A significant era in the life of the Hungarian parliament will end in May 2026: After thirty-six years, Viktor Orbán will no longer be sitting on the bench. The outgoing Prime Minister announced in a video message on Saturday that he is also leaving the Parliament: he will not take up the mandate he won as leader of the Fidesz list, because he feels that his party will need him more in the “reorganization of the national side”.
Viktor Orbán his first working day in parliament It was on May 2, 1990, at the founding session of the new, freely elected parliament. The outgoing prime minister was one of the few representatives who spent 36 years in the Hungarian legislature without interruption: apart from him, only László Kövér, Zsolt Németh and Lajos Kósa could say this about themselves.
In 1990, 22 representatives of Fidesz, which was founded two years earlier and consisted of young regime-changing liberals, entered the parliament. In addition to Orbán, they also included János Áder, Tamás Deutsch, József Szájer and Gábor Fodor. In September 1992, Orbán was elected vice-president of the Liberal International, and from 1993 he became the faction leader of Fidesz, then its president.
In 1995, the party added the name Magyar Polgári Párt, and according to Fidesz’s own definition, it changed from a radical youth political movement to “a moderate, bourgeois people’s party with national commitment”. In 2000, the party left the Liberal International and became a member of the center-right European People’s Party. In 2021, they left there as well, and Fidesz joined the radical right-wing Patriots for Europe group founded by Viktor Orbán.

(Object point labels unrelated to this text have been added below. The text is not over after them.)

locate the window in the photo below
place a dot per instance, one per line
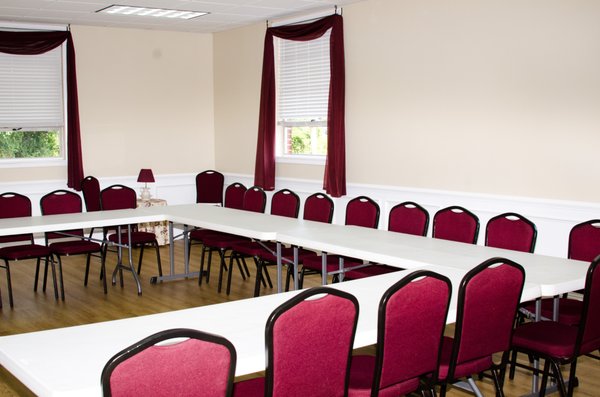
(302, 79)
(31, 108)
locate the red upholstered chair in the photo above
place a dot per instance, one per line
(457, 224)
(318, 207)
(511, 231)
(408, 218)
(69, 242)
(360, 211)
(558, 343)
(22, 246)
(117, 197)
(90, 187)
(255, 200)
(410, 326)
(201, 365)
(283, 203)
(234, 198)
(209, 187)
(488, 298)
(309, 346)
(584, 245)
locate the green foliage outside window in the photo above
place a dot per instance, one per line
(29, 144)
(302, 140)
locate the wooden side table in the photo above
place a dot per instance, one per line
(160, 229)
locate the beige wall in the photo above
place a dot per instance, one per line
(498, 97)
(145, 100)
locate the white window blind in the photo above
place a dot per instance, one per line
(31, 90)
(303, 73)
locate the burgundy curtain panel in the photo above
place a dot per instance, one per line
(35, 43)
(334, 181)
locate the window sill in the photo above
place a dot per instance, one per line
(32, 163)
(299, 159)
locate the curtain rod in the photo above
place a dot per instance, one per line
(308, 18)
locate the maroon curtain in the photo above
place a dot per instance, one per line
(334, 181)
(35, 43)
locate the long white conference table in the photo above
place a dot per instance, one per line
(68, 361)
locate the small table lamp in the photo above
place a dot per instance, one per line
(145, 176)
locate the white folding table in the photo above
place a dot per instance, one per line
(69, 361)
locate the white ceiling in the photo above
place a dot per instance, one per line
(224, 14)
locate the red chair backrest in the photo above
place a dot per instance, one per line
(234, 196)
(412, 317)
(202, 365)
(409, 218)
(511, 231)
(90, 187)
(285, 203)
(309, 344)
(589, 327)
(209, 187)
(15, 205)
(456, 224)
(488, 299)
(61, 202)
(255, 200)
(118, 197)
(319, 208)
(584, 241)
(362, 211)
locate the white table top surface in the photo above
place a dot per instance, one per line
(69, 361)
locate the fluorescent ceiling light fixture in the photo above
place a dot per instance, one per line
(151, 12)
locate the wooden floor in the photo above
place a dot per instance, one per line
(36, 311)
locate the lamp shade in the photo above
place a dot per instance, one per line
(145, 175)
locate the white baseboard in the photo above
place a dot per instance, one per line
(553, 218)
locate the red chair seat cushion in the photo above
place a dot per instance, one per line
(361, 380)
(200, 234)
(569, 310)
(461, 369)
(74, 247)
(223, 240)
(27, 251)
(249, 388)
(136, 238)
(314, 262)
(247, 248)
(373, 270)
(547, 337)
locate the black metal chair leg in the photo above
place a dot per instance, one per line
(37, 272)
(222, 266)
(141, 257)
(202, 266)
(231, 258)
(259, 277)
(8, 281)
(54, 278)
(158, 258)
(268, 276)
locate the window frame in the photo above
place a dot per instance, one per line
(280, 127)
(38, 162)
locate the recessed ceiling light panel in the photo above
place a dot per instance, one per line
(150, 12)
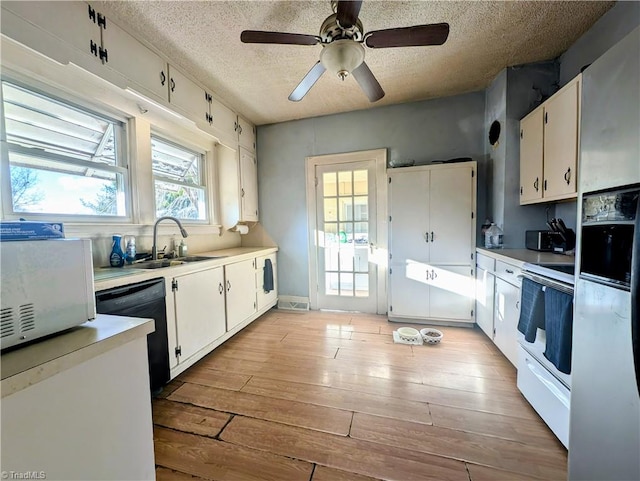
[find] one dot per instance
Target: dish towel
(532, 308)
(559, 328)
(268, 276)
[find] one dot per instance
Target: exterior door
(346, 236)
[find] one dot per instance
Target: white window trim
(122, 157)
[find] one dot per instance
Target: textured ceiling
(203, 39)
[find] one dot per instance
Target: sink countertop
(519, 257)
(109, 277)
(30, 364)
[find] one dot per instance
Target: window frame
(205, 184)
(121, 166)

Viktor Orbán in Parliament in 2026 – Photo: Lujza Hevesi-Szabó / Telex
Viktor Orbán contested parliamentary elections as an individual only twice, and lost both times. First, in 1990, he lost to an MDF candidate in electoral district No. 13 in Budapest, and then in 1994, in his home country, in electoral district No. 1 in Fejér County, he was defeated by candidates from MSZP and SZDSZ. Since then, he has not tried as an individual, he has reached the Parliament as the leader of the list every time.
With short interruptions, he has been at the head of Fidesz for a total of almost 30 years, of which he has been the president since 2003. László Kövér led the party for a few months in 2000, Zoltán Pokorni from May 2001 to June 2002, and János Áder as executive vice president from June 2002 to 2003. Then they returned to the original line-up, and since then Viktor Orbán has been unwaveringly the party leader of Fidesz.
He was the prime minister of Hungary for five terms, from 1998 to 2002 and then from 2010 to 2026. Orbán was the longest-serving prime minister in the European Union, and also the longest-serving Hungarian prime minister.
Fidesz, which suffered a large-scale defeat in the April 12 election, will hold an early congress in June. Viktor Orbán said that if the congress honors him with its trust, he is still ready for the task of party chairman.